Herzog’s loyalty to the source material didn’t prevent him from injecting his many usual motifs. Like many of his early films, avant-garde group Popul Vuh provided a score that shifted from majestic to haunting almost as sharply as Herzog’s many contrasts of light and dark—which both pay homage to its German Expressionist forebear and enhance it. His film opens with haunting images of mummies in grotesque postures. Herzog routinely broke the rules to get the shot he needed. Here, he took the Mummies of Guanajuato out of their protective glass cases and arranged them as he saw fit. These naturally-preserved mummies date back to an 1833 cholera epidemic, with many mistakenly buried alive (accounting for their horrified expressions), and they serve as a thematic link between the film’s crypt-dweller and the obvious Plague metaphor he’s meant to represent.

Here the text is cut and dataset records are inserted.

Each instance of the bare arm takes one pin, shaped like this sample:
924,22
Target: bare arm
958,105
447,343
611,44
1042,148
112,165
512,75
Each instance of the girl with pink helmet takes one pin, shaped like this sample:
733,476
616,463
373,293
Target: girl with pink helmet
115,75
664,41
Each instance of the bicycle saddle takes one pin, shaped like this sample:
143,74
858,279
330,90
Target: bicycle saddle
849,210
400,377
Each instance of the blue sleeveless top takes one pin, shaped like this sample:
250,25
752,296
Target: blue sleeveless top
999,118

A few scenes later, Herzog contrasts those grisly opening images (along with a bat flying in extreme slow-motion) with fluffy kittens playing in a Jonathan Harker’s (Bruno Ganz) cheerful home. But Harker’s soon off to Transylvania at the behest of Renfield (Roland Topor), who insists Count Dracula wishes to purchase a nearby abandoned home. While Renfield’s cryptic remarks about the difficult journey over the Carpathians costing Harker “a lot of sweat, and perhaps a bit of blood” are pulled straight from the source material, Herzog stretches out the traveling sequences to highlight landscape both pastoral and grim. Clouds swirl over mountains with great portent. A dark river rushes by. Backlit images of Harker traversing midnight terrain stretch his shadows long.

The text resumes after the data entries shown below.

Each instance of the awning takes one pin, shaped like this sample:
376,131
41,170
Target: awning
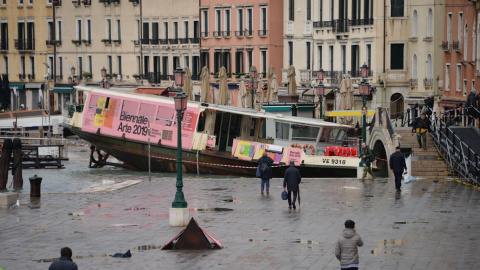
33,85
19,86
63,90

While Kinski cuts a terrifying image adorned in his knife-like claws and cadaverous makeup, the intensity of his presence makes Dracula the most skin-crawling. When Harker accidentally slices his finger while cutting his bread, Dracula’s lust for blood is both pathetic and dominating. As the Count throws back a chair and stalks a backpedaling Harker toward the fireplace, Herzog keeps the camera squarely on Kinski’s twisted face, his eyes boring into poor Harker. Though capturing the same sequence of events, Herzog wisely improves upon the original scene by turning the camera onto the fierceness of his vampire’s demonic sneer, whereas Murnau kept his camera trained on the terror-stricken face of the visitor.

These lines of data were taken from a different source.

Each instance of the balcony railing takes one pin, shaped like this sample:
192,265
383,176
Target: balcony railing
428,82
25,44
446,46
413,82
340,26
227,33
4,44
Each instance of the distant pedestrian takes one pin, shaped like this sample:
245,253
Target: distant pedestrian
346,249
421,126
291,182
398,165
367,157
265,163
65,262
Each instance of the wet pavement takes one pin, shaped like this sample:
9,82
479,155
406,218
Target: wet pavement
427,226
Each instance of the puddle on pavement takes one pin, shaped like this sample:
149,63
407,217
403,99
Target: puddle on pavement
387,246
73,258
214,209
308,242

Herzog also stays away from spending as much time as Murnau does in the hull of the doomed ship that carries the clandestine Count, and he expounds upon the desperate horror of a captain tying himself to the ship’s wheel. The addition of sound also allows Renfield to be far more unsettling as he sits in his cell, laughing maniacally while he collects his soon-to-be-consumed flies. And Herzog isn’t willing to end his film on the original Nosferatu’s positive note. Instead, Harker gradually turns into a vampire himself as he’s reunited with his Lucy (Isabelle Adjani). Though she lures Dracula into the distraction of her jugular until he’s killed by the sun, Harker ends the film blazing across the twilit flats on his horse, having his own new-found vampiric terror to inflict.

A remake of this kind would’ve given Herzog an excuse to divert from his unyielding pursuit of “ecstatic truth.” Instead, he uses the heightened stylization inherent to a gothic vampire story to expose the deeper truths that he so vehemently declares cinema verité lacks. Herzog’s Dracula makes for an accursed creature not only in his predatory bloodlust, but in his tortured immortality. Death is a luxury verboten to him by his unnatural existence. If the human condition—as Herzog’s films insist—requires peering into the abyss of the soul, then Dracula is deprived even of that abyss. He’s given the freedom from death, but that freedom ultimately only compounds the futility of sentience. Perhaps he’d be better off as one of the defecating barnyard animals (a Herzog staple) in the coffin-strewn town square. Or the roosters decoratively splayed out on the castle’s dinner table. Or one of the 11,000 dyed rats Herzog reportedly underfed to the point that they began eating each other. In the end, don’t we all eat each other?